Real users ask the questions you never anticipated. The honest signals are simple: how much time the workflow now takes, whether the answers hold up when someone clicks through to the cited source, and how many real edge cases fall out. The most common surprise is trust. People do not believe the assistant until they click one citation and land on the exact paragraph it used. Once they do, behaviour changes, and that single moment is usually what decides whether a pilot becomes a rollout.
What “Done” Looks Like
A pilot is done when you have a working assistant over one real document set, a measured result against the baseline, a documented architecture, and a clear go or no-go. That is what “ready for a pilot, not a press release” means in practice. You finish with evidence instead of vibes. A go means you know exactly what scaling will cost and why. A no-go means you spent three weeks and a small budget finding out, instead of six months and a large one. Both are wins, which is the part most vendors never tell you.
What a Pilot Is Deliberately Not
A pilot is not a platform rollout, a model comparison exercise, or the purchase of a six-figure appliance. Keeping all of that out is precisely what lets it finish on time. It runs as software on your own hardware or private cloud, so there is no capital outlay and no vendor lock-in, which is the design decision behind the private-AI platform itself. And it is run with a specialist on purpose. The same MIT research found internal-only builds succeed roughly a third as often as projects run with an outside partner. A narrow pilot with someone who has done it before is the boring, high-odds path.
Is Your Team a Fit?
A private-AI pilot fits if you are a regulated or data-sensitive team, you have one document-heavy workflow that genuinely hurts, and you can give access to one document set for three weeks. That covers most of finance under DORA and MiFID II, insurance, healthcare, legal and professional services, data-sensitive small and mid-sized firms, and the public sector.
Where it goes from here
If that sounds like your situation, the next step is one short conversation to pick the single document set and the single workflow worth proving. That is exactly what a private-AI pilot is built around.
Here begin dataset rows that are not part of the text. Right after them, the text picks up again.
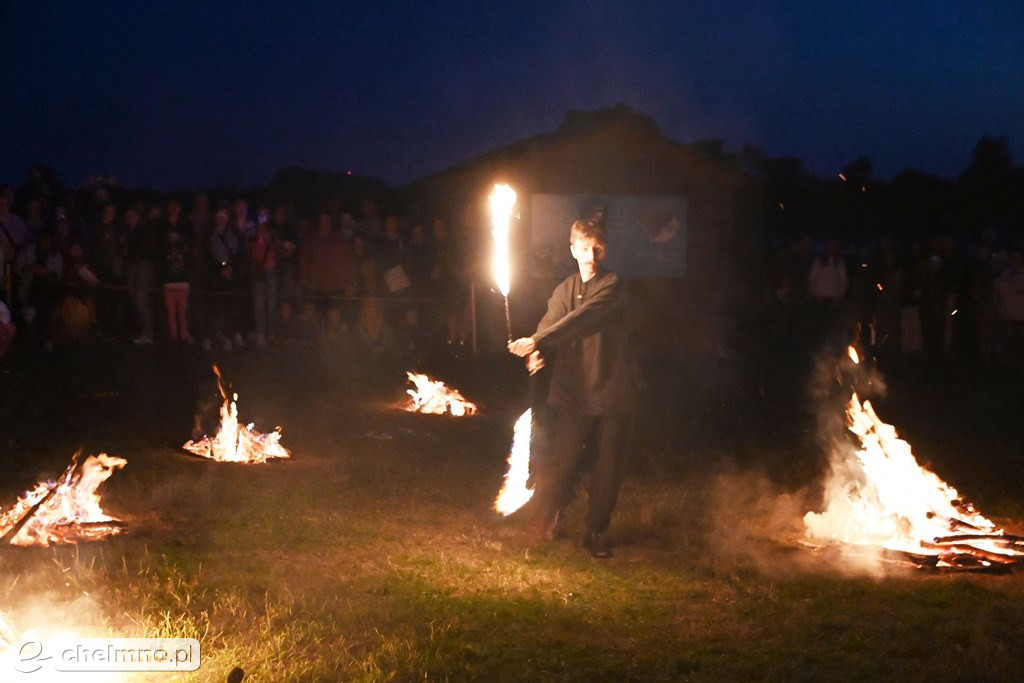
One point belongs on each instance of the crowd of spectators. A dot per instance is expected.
(97, 265)
(937, 299)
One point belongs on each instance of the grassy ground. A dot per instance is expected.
(374, 555)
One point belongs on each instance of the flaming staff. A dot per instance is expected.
(502, 202)
(515, 491)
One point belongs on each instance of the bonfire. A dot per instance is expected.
(65, 511)
(237, 442)
(430, 395)
(883, 500)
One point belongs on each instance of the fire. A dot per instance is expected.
(502, 201)
(432, 396)
(515, 491)
(884, 499)
(237, 442)
(64, 511)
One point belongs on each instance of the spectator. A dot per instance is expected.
(140, 256)
(225, 282)
(14, 233)
(6, 330)
(1010, 307)
(107, 257)
(827, 280)
(327, 265)
(40, 266)
(263, 278)
(175, 276)
(286, 239)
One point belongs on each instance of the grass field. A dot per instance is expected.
(373, 555)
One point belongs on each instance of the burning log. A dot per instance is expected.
(65, 511)
(431, 396)
(237, 442)
(883, 499)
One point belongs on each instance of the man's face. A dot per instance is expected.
(588, 252)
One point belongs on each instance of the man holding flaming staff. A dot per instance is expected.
(585, 338)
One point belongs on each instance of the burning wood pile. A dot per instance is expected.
(236, 442)
(65, 511)
(431, 396)
(882, 502)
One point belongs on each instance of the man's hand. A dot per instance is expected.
(522, 346)
(535, 361)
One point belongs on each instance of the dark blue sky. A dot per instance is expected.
(196, 93)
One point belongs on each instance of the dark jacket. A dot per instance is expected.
(584, 337)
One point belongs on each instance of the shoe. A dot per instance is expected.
(553, 527)
(597, 545)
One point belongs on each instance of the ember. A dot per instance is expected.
(883, 499)
(432, 396)
(64, 511)
(515, 491)
(237, 442)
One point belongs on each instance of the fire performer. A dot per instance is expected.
(584, 336)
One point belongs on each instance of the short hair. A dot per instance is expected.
(583, 229)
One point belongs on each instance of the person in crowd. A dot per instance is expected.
(140, 258)
(585, 338)
(175, 275)
(374, 336)
(75, 315)
(7, 330)
(263, 278)
(827, 279)
(107, 252)
(1010, 308)
(199, 223)
(40, 266)
(286, 240)
(327, 266)
(226, 282)
(14, 235)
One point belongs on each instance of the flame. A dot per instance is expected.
(236, 442)
(515, 493)
(433, 397)
(67, 510)
(883, 498)
(502, 200)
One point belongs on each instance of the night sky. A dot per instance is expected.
(173, 94)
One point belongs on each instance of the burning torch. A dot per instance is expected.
(502, 202)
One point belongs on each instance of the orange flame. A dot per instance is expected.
(65, 511)
(502, 201)
(236, 442)
(515, 492)
(432, 396)
(883, 498)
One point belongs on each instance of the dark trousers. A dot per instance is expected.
(577, 437)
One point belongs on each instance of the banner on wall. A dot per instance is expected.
(646, 235)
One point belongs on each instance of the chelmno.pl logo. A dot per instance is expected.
(103, 654)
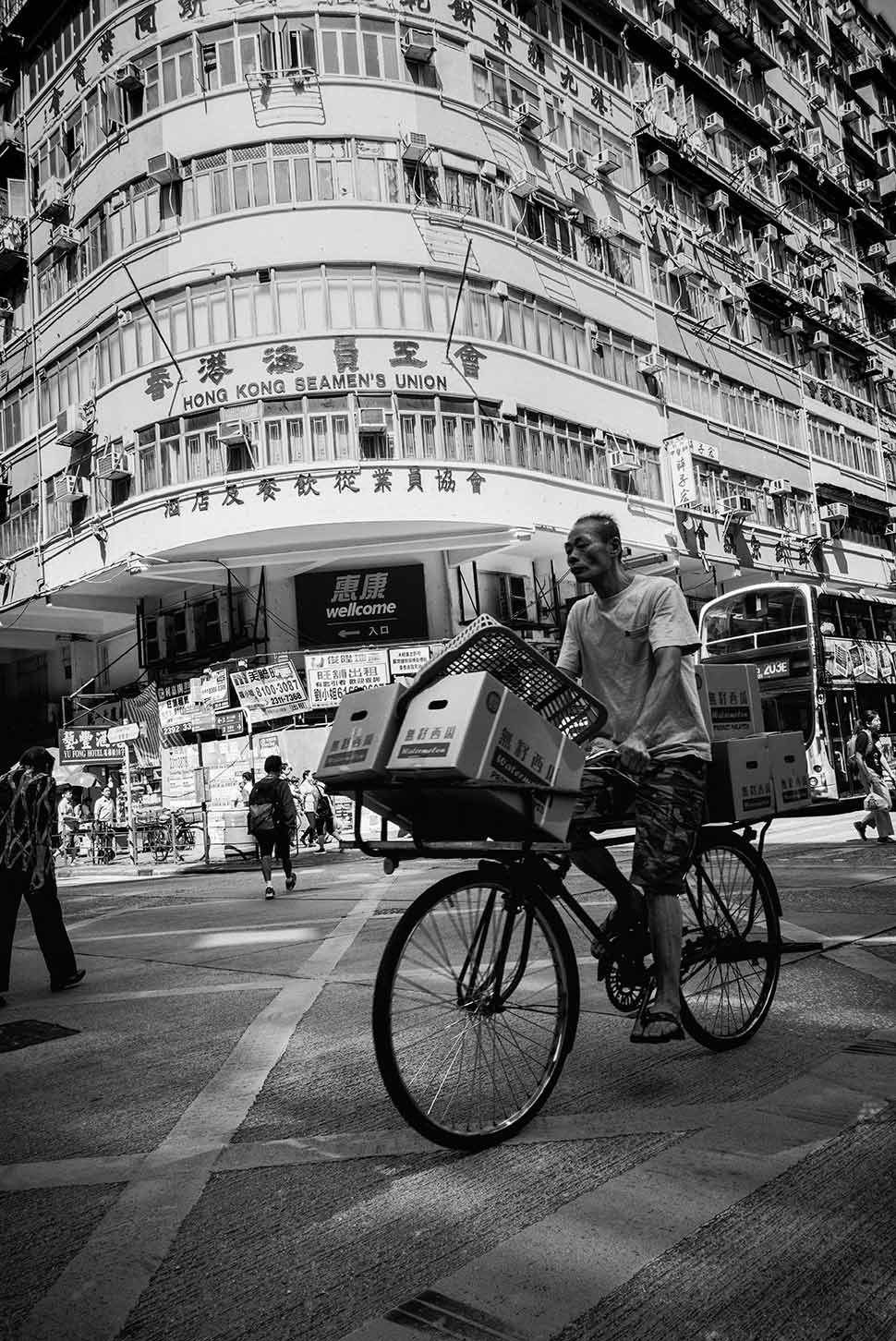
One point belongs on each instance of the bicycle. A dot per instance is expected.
(477, 997)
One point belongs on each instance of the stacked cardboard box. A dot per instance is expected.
(754, 774)
(462, 730)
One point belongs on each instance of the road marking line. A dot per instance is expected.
(92, 1297)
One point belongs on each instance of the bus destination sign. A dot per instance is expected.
(777, 670)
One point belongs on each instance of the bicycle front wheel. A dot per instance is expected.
(475, 1009)
(732, 952)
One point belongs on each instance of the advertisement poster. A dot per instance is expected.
(404, 663)
(270, 692)
(362, 605)
(332, 675)
(178, 777)
(860, 661)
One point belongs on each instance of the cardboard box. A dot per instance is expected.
(361, 736)
(469, 727)
(730, 700)
(789, 770)
(739, 785)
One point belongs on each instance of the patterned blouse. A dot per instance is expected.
(27, 819)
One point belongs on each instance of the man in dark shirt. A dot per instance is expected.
(27, 833)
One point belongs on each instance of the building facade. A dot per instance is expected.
(385, 296)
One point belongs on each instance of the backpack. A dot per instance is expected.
(264, 809)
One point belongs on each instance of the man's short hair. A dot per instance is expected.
(602, 524)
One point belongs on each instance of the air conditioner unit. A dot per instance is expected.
(524, 186)
(9, 136)
(415, 146)
(623, 460)
(65, 237)
(527, 117)
(607, 163)
(163, 169)
(580, 163)
(235, 432)
(76, 424)
(54, 201)
(67, 489)
(418, 44)
(371, 420)
(113, 465)
(129, 77)
(650, 364)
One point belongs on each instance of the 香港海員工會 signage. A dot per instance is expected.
(362, 605)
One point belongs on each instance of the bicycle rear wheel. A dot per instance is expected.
(732, 952)
(475, 1009)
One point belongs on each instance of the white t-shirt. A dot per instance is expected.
(611, 646)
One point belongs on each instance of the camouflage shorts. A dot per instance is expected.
(667, 807)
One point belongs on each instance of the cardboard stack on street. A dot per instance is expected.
(754, 773)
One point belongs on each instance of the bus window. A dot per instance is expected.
(756, 620)
(789, 711)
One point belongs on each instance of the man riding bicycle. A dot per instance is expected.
(629, 644)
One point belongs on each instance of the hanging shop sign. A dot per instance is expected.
(89, 744)
(362, 605)
(406, 663)
(270, 692)
(211, 690)
(332, 675)
(861, 661)
(230, 723)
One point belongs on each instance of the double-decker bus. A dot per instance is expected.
(822, 658)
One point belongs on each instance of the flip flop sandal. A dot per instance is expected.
(656, 1017)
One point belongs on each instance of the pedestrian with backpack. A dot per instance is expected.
(874, 775)
(272, 821)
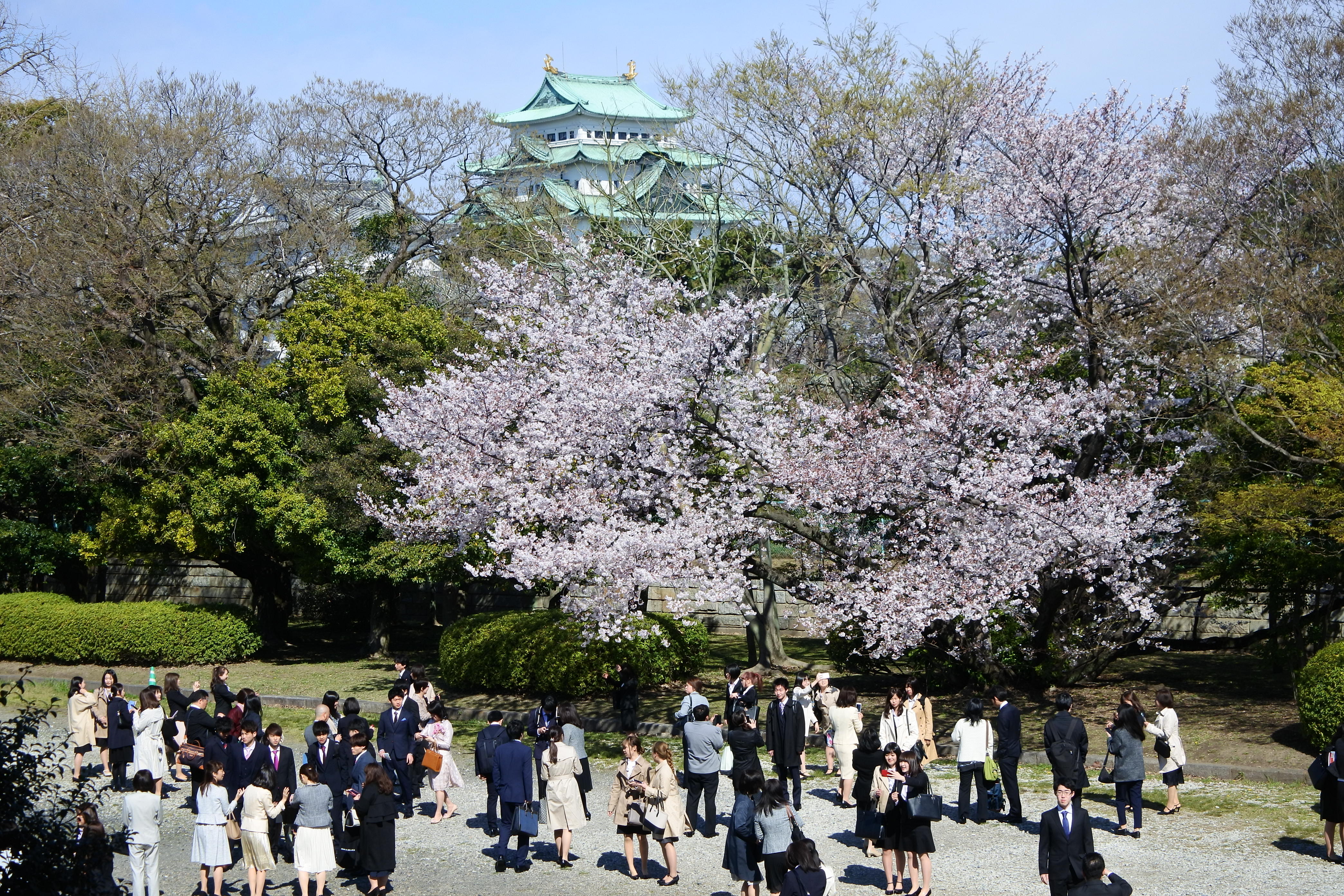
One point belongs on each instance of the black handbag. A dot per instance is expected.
(869, 825)
(1106, 776)
(925, 807)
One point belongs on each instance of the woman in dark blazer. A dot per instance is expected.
(377, 810)
(740, 845)
(219, 688)
(745, 741)
(121, 739)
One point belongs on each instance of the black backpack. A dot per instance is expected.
(1064, 753)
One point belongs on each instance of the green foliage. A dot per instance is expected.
(40, 833)
(1320, 695)
(545, 652)
(53, 628)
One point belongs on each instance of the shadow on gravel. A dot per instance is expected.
(1302, 847)
(863, 876)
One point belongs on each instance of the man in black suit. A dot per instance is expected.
(487, 742)
(1065, 840)
(281, 761)
(513, 773)
(397, 730)
(332, 765)
(245, 758)
(1095, 870)
(784, 741)
(1066, 735)
(1009, 751)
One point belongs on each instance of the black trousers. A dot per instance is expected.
(402, 776)
(1009, 776)
(502, 850)
(492, 798)
(707, 785)
(978, 774)
(796, 773)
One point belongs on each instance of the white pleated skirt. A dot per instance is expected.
(314, 851)
(210, 847)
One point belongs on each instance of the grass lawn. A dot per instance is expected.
(1233, 708)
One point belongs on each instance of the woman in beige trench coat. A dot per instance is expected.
(80, 719)
(564, 802)
(665, 793)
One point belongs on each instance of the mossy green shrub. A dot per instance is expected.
(1320, 694)
(544, 652)
(51, 628)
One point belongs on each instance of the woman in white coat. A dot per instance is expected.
(148, 727)
(564, 802)
(1166, 727)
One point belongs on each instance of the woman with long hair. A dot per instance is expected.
(846, 722)
(225, 698)
(564, 800)
(665, 793)
(209, 841)
(916, 833)
(1166, 729)
(148, 729)
(632, 777)
(572, 733)
(80, 706)
(807, 875)
(740, 847)
(775, 824)
(377, 810)
(975, 739)
(100, 714)
(439, 735)
(1127, 745)
(93, 854)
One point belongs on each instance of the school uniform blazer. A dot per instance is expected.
(513, 771)
(1057, 855)
(398, 739)
(119, 724)
(784, 738)
(285, 776)
(335, 770)
(1010, 733)
(240, 769)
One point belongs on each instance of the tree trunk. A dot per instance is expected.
(381, 619)
(272, 589)
(765, 645)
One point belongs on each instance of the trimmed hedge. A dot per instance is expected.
(41, 627)
(544, 652)
(1320, 695)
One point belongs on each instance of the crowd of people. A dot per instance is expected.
(337, 805)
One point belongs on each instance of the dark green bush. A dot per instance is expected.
(545, 652)
(1320, 694)
(41, 627)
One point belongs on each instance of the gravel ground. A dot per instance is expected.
(1191, 854)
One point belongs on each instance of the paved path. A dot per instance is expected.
(1187, 855)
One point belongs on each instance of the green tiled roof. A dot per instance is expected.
(611, 98)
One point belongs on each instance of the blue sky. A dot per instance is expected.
(492, 51)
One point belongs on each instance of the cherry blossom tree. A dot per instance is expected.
(607, 440)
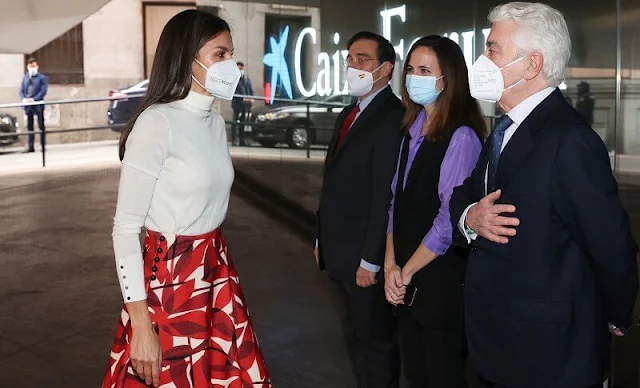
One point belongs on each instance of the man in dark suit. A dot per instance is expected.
(553, 260)
(241, 107)
(34, 88)
(353, 211)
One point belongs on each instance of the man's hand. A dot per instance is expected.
(616, 330)
(486, 220)
(365, 278)
(393, 288)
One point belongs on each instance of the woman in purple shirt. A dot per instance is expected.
(424, 273)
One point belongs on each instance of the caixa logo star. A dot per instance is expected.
(279, 67)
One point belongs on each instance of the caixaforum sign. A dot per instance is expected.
(329, 79)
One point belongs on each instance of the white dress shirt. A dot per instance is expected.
(176, 178)
(518, 114)
(363, 104)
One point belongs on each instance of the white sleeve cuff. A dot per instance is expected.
(369, 267)
(469, 235)
(131, 277)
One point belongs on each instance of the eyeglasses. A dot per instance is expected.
(357, 61)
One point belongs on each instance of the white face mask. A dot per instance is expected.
(222, 78)
(486, 80)
(360, 81)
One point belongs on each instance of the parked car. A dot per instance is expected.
(288, 123)
(120, 111)
(8, 125)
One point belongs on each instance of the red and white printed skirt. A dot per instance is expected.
(196, 303)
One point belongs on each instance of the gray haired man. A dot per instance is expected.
(553, 260)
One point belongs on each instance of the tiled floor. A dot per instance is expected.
(59, 298)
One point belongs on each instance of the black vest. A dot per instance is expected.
(438, 302)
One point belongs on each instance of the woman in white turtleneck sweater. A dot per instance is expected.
(175, 182)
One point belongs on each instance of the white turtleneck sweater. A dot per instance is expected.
(176, 178)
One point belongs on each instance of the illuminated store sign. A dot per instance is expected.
(330, 80)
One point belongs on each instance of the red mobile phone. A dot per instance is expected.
(410, 295)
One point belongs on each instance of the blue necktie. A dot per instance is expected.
(504, 122)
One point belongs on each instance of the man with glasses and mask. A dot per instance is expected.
(353, 211)
(553, 262)
(34, 87)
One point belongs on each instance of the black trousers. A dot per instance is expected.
(237, 130)
(431, 358)
(39, 112)
(369, 330)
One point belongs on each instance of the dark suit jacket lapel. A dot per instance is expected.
(362, 120)
(521, 144)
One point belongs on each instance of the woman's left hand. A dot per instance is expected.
(406, 277)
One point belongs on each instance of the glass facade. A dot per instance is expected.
(294, 49)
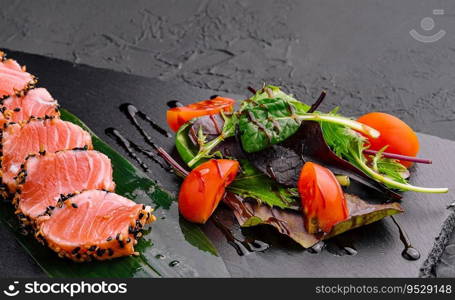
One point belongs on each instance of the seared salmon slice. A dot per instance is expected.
(36, 136)
(94, 224)
(36, 103)
(14, 80)
(44, 178)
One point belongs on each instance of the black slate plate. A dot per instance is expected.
(95, 95)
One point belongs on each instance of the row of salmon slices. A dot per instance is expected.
(62, 189)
Related reading: see the private-AI approach behind Vaultic, EU data sovereignty for AI, self-hosted AI versus cloud APIs, and how to test an AI system before production.
Quick Reference
A private-AI pilot, week by week
| Week | Focus | What tends to break |
|---|---|---|
| Week 0 | Scope one document set and one measurable workflow | Scope creep, no baseline to measure against |
| Week 1 | Local ingestion, zero data egress | Scanned PDFs, messy permissions, hidden duplicates |
| Week 2 | Sourced answers plus an immutable audit log | Answers with no source, missed clauses, injected instructions |
| Week 3 | Real users, measured against the baseline | Edge cases, distrust until the first citation is clicked |
Frequently Asked Questions
How long does a private-AI pilot take?
About three weeks for a focused pilot: one week to get the documents in locally, one to make the answers sourced and auditable, and one to put it in front of real users and measure it against a baseline. The fixed, narrow scope is what keeps it to three weeks instead of three months.
Does our data leave our infrastructure during a pilot?
No. A private-AI pilot runs on hardware you control, with local open-weight models and no external API in the answer path. Zero data egress is the design starting point, not an add-on, which is why it suits regulated and data-sensitive work.
What do we need to provide for a pilot?
One document set you can give access to for three weeks (a folder, share, or export), one workflow that genuinely hurts, and a baseline for how long that workflow takes today. That is enough to scope and measure a pilot. You do not need a data-science team or a GPU cluster.
What if the pilot does not work?
Then you have a clear no-go backed by evidence, reached in three weeks on a small budget rather than six months on a large one. A pilot is designed to make the go or no-go decision cheaply. Both outcomes are useful, which is why a narrow pilot beats committing to a full build up front.